Some of the memorable characters in the book are Otto Katz, the drunk chaplain, who gambles away Svejk, his batman; the volunteer Marek, who is writing the regiment history in advance; the ever suffering Lieutenant Lukas who has a love-hate relationship with his batman, Svejk; and the sapper Vodicka, who considers Hungarians as "a pack of lousy bastards," who only deserve to be given a sock. The fights we have witnessed during recent times between Serbs, Bosnians, Czecs and Hungarians are echoes of the conflicts evinced in this early 20th Century novel when they were all part of the mighty Austro-Hungarian Empire.

The situations in the book are each funnier than the other. Like when Svejk loses his regiment and hopes to rejoin it by marching forward at all times, which the author calls an anabasis. In the process he takes a totally circuitous route, with many adventures on the way. Or the time when Svejk drinks up an entire bottle of illegal whisky at one go to prove to a spying officer that it was water, thus saving his lieutenant some embarrassment. Or when Svejk bungles up the delivery of a billet douce from Lt. Lukas to his ladylove, and lands up in jail. Then there are the innumerable asides - tales told by Svejk, Marek and others about their doings outside the war.

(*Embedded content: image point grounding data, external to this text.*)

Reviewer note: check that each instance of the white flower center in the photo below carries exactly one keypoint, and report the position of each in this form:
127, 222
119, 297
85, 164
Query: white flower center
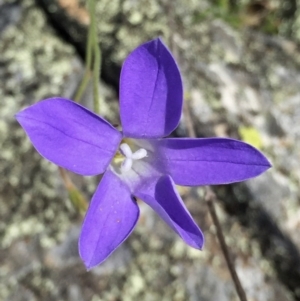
130, 157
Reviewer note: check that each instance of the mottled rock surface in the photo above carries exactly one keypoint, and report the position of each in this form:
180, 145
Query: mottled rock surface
239, 82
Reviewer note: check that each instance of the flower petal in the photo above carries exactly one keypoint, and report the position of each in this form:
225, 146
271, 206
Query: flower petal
163, 198
208, 161
111, 217
150, 92
70, 136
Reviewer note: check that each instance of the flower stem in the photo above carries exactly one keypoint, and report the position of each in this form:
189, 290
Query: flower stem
88, 65
97, 57
210, 199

We owe much to Parrott for giving us this vibrant translation of Hasek's work. In his introduction, Parrott recognises the contribution of Max Brod (who had diagnosed the genius of the other Czechoslovakian literary giant, Franz Kafka) for putting Hasek in the forefront of 20th Century literature. Parrott quotes Brod as saying, "Hasek was a humorist of the highest calibre. A later age will perhaps put him on a level with Cervantes and Rabelais."

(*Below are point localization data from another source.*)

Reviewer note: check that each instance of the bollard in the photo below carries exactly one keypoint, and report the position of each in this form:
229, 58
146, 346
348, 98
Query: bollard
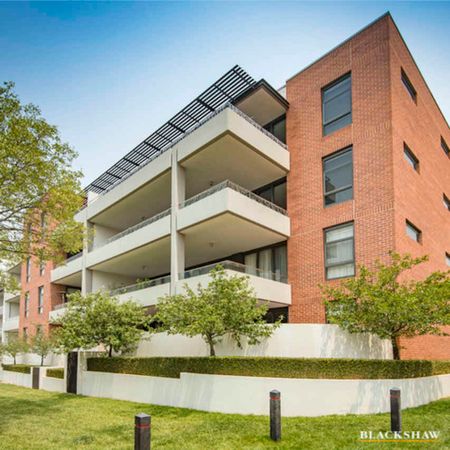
142, 424
275, 415
396, 412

Almost 400 years after the picaresque writings of Rabelais (France) and Cervantes (Spain), comes this novel in a similar genre from the beleaguered Czech nation. Erich Maria Remarque's stark novel, All Quiet on the Western Front, is a serious indictment, not just of World War I but of all subsequent wars of this century. The Good Soldier Svejk, with all its humorous readability, decries the meaninglessness and wastefulness of war just as much.